Recent data from nonpartisan American fact tank Pew suggests Gen Z also show signs of being more liberal when it comes to their views about the role of the government, compared to their older counterparts.
In Pew's latest survey, 70 per cent of Generation Z members said they believe the government should do more to solve problems, compared to 64 per cent of millennials who said the same.
Generation Z is defined, by the research centre, as those born from 1997 to 2012 and will be aged 7 to 22 in 2019.
Meanwhile, millennials are said to have been born from 1981 to 1996 and will be aged 23 to 38 this year.
A similar number of the two generations appear to concur, however, when it comes to issues regarding President Trump, diversity, and global warming.
According to the data, 29 per cent of millennials approve of the president’s job performance, compared to 30 per cent of Generation Z.

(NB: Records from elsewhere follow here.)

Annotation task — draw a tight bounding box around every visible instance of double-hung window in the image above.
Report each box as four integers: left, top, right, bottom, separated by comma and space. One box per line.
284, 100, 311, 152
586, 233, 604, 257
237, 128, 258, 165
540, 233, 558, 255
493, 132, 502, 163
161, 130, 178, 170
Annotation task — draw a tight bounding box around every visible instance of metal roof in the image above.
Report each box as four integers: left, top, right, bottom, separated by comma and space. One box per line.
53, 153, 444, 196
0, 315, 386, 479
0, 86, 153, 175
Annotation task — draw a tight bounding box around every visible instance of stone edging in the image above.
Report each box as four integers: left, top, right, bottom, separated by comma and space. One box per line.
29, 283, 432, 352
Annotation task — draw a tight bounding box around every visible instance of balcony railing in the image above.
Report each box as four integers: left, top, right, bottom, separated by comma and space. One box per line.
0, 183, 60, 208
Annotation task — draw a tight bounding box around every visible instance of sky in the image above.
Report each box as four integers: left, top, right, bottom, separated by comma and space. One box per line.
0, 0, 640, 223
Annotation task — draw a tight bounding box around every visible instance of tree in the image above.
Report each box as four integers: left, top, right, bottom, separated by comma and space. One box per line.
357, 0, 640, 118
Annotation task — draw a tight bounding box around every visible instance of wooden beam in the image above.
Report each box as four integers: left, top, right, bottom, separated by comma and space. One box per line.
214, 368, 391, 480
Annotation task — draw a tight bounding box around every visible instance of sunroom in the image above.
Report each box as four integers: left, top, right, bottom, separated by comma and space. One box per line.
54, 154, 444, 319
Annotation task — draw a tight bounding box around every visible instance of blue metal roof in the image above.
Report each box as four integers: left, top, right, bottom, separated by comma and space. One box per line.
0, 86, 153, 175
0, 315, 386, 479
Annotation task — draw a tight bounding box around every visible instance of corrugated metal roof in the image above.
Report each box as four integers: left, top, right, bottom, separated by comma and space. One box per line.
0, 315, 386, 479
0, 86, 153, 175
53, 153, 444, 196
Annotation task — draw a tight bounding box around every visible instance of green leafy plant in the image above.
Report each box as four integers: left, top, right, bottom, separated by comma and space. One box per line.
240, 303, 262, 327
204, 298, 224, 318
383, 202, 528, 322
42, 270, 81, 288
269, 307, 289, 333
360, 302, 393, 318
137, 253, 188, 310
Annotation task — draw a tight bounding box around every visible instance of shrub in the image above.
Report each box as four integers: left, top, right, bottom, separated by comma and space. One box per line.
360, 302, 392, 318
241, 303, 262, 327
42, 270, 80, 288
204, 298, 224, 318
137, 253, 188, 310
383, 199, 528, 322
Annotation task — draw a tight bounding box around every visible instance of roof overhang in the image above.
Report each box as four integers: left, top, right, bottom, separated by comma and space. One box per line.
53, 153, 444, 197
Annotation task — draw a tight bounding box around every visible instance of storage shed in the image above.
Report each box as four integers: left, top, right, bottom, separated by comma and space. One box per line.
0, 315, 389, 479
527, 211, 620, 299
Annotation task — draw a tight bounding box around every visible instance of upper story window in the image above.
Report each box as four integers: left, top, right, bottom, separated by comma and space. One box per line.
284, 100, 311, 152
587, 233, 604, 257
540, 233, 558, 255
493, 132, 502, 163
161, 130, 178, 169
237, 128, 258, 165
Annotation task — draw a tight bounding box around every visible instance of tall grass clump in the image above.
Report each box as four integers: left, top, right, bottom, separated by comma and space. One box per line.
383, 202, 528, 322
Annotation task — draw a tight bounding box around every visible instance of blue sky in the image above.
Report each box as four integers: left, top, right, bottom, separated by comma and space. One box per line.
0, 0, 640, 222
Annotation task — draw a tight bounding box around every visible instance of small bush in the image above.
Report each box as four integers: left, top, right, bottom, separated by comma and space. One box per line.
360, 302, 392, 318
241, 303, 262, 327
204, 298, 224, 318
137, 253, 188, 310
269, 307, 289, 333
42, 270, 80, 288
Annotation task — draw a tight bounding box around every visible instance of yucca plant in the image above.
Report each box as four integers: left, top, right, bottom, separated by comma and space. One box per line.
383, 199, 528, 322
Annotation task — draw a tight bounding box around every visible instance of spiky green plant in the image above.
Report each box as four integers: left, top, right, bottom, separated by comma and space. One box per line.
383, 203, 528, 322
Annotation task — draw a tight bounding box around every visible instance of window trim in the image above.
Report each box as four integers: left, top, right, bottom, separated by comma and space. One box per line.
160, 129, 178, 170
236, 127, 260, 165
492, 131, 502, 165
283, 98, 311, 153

Meanwhile, 62 per cent of millennials support NFL players kneeling during the National Anthem to protest racial injustice, which is similar to the 61 per cent of those from Generation Z.
A similar trope appears when it comes to Generation Z and millennials views' on the Earth getting warmer due to human activity, with 54 per cent and 56 per cent in agreement, respectively.
What’s more, 84 per cent of both millennials and Generation Z believe that same-sex marriage is either a good thing or doesn’t make a difference.
The data comes from two online surveys using probability-based panels.
The power of Generation Z’s voice most notable came to the forefront of the populous’ attention in February 2018 when activist Emma Gonzalez passionately addressed a gun control rally.
The teenager delivered the speech days after a gunman entered her school in Parkland, Florida and killed 17 people.
A month later, the Parkland survivor took to the stage at the March for Our Lives rally in Washington and listed the names of those killed.
TIME magazine later named Gonzalez one of their ‘100 Most Influential People’ for 2018, with former president Barack Obama honouring the 19-year-old and her fellow outspoken survivors following the shooting.
In a letter for the magazine, Obama described the students as having “the power so often inherent in youth: to see the world anew; to reject the old constraints, outdated conventions and cowardice too often dressed up as wisdom”.
“The power to insist that America can be better.”